Part of the Voice I Almost Lost – Blog #22

by Alana Pierre Curry

When I was leading a team, I knew my responsibility was not only to get results—it was to lead with integrity. That meant my words mattered. My tone mattered. The truth mattered.

It was never acceptable for me to speak freely without considering the weight of my words. And if I believed something deeply, it wasn’t enough to cling to my version of the truth. My responsibility was to support my words with facts. To speak with clarity. To speak with respect.

Because leadership, no matter the scale—whether over one program or an entire nation—carries a weight that ripples outward.

I think about this often when I consider the leaders of our world. The strain their words and actions place on us all. The way one statement, one decision, can shake confidence, fuel division, or add to the daily stress people already carry. And the reality is, even being “right” can carry a heavy weight when your spirit knows that what is being called “right” is, in fact, deeply wrong.

The problem today is that there’s always a “source” to prove your point. Always an article, a statistic, or a soundbite to justify your position. But deep down, in your gut and in your spirit, you know the truth. You know what is really right. And what is best.

Right doesn’t come dressed in hate, stress, unlawful acts, or overwhelming worry. Right is grounded in what is best for the collective, not just what benefits the few.

A selfish leader will never lead people well.

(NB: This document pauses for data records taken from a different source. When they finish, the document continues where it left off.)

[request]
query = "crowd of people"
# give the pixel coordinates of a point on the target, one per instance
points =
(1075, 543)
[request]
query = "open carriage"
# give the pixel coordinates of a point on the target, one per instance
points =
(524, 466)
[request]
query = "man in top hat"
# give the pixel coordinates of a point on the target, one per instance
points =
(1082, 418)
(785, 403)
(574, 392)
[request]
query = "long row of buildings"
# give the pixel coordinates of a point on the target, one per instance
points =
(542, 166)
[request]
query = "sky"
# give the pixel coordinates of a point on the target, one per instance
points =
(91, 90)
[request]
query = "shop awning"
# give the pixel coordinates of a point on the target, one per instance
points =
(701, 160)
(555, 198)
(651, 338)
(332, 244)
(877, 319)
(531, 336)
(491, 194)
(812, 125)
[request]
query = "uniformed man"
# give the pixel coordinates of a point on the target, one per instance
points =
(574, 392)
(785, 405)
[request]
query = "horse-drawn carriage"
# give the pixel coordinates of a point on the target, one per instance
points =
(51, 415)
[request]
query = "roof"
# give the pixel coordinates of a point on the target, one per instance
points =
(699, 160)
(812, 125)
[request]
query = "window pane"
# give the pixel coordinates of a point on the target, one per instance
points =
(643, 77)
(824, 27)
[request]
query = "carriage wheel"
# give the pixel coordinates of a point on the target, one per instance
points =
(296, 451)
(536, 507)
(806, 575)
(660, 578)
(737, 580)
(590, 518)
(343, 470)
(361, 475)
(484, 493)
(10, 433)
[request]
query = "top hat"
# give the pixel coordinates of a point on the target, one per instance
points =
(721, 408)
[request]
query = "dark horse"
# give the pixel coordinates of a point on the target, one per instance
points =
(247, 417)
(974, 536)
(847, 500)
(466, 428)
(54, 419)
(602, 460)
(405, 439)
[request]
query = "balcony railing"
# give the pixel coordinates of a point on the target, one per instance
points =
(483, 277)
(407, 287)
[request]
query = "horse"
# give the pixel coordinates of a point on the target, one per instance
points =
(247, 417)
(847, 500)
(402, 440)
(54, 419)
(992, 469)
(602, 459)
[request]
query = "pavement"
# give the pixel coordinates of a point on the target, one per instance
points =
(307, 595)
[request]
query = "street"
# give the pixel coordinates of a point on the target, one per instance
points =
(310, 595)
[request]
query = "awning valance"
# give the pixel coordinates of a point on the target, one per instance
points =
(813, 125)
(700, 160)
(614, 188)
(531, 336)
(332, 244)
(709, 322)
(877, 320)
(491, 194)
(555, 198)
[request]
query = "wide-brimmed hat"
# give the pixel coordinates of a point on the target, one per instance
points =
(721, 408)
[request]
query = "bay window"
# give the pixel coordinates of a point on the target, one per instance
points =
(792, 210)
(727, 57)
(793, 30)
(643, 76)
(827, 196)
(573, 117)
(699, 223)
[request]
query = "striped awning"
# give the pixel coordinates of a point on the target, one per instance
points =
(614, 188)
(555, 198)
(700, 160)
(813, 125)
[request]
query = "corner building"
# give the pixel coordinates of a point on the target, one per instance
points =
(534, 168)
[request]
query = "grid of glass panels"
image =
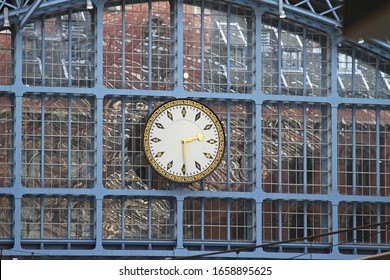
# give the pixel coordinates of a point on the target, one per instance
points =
(296, 147)
(58, 217)
(125, 166)
(6, 58)
(219, 219)
(295, 59)
(357, 215)
(7, 120)
(58, 50)
(93, 139)
(223, 62)
(6, 217)
(363, 150)
(138, 52)
(289, 220)
(58, 141)
(139, 218)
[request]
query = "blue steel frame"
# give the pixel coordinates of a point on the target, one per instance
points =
(307, 17)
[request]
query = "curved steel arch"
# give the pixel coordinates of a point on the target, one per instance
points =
(326, 15)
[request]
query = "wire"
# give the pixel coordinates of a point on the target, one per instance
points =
(251, 248)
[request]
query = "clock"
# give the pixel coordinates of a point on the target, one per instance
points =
(183, 140)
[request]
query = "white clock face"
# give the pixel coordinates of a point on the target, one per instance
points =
(184, 140)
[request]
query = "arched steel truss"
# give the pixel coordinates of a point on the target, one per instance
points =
(321, 15)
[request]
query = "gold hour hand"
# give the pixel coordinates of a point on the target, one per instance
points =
(199, 137)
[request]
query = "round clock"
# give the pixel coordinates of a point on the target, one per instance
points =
(183, 140)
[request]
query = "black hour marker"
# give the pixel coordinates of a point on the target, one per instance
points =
(197, 165)
(156, 140)
(197, 116)
(159, 125)
(207, 127)
(159, 154)
(184, 112)
(211, 141)
(170, 116)
(208, 155)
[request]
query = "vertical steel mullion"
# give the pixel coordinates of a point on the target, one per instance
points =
(69, 210)
(150, 217)
(305, 221)
(202, 220)
(304, 60)
(378, 220)
(228, 49)
(123, 12)
(280, 220)
(173, 218)
(325, 140)
(172, 37)
(97, 141)
(92, 214)
(123, 217)
(228, 215)
(42, 175)
(150, 170)
(43, 55)
(42, 220)
(377, 76)
(353, 71)
(202, 46)
(70, 165)
(228, 144)
(354, 150)
(378, 152)
(305, 148)
(280, 170)
(180, 222)
(354, 223)
(123, 145)
(250, 148)
(150, 55)
(280, 58)
(70, 48)
(248, 55)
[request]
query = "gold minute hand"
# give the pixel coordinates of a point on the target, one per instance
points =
(199, 137)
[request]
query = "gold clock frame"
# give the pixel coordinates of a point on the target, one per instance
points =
(180, 178)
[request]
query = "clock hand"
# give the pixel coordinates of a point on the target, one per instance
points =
(199, 137)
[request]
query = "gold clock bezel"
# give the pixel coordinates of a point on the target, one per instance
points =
(183, 178)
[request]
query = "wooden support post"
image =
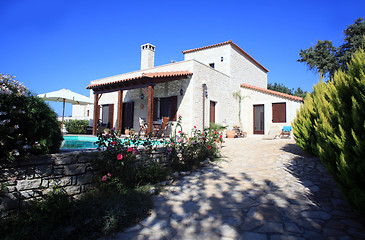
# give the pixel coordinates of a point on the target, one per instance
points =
(96, 113)
(151, 91)
(120, 111)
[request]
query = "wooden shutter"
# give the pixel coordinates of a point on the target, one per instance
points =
(128, 112)
(173, 112)
(155, 109)
(279, 112)
(212, 112)
(111, 116)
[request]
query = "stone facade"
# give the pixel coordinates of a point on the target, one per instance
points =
(221, 67)
(72, 172)
(253, 97)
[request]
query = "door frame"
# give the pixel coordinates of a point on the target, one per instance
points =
(258, 131)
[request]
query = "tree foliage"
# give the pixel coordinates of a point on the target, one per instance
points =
(279, 87)
(326, 59)
(27, 123)
(331, 124)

As leaders, we must model what is right—not what is convenient, not what is popular, not what looks good for the moment. Because people are watching. They are learning from us. They are growing under our influence. And that influence has a ripple effect, extending beyond our teams, our organizations, and even our industries.

It’s like the six degrees of Kevin Bacon—but in leadership. The integrity of one leader can inspire another, who then inspires another, and so on. And soon, your choices, your words, your values echo in rooms you may never even enter.

So, no—you don’t have to jump on the bandwagon. You don’t have to parrot what “seems” right. You don’t have to win every argument with a headline or a talking point.

You must choose what is right. You must live it. Speak it. Lead it.

Because the weight of leadership is heavy enough. Don’t add to it by carrying what you know is wrong.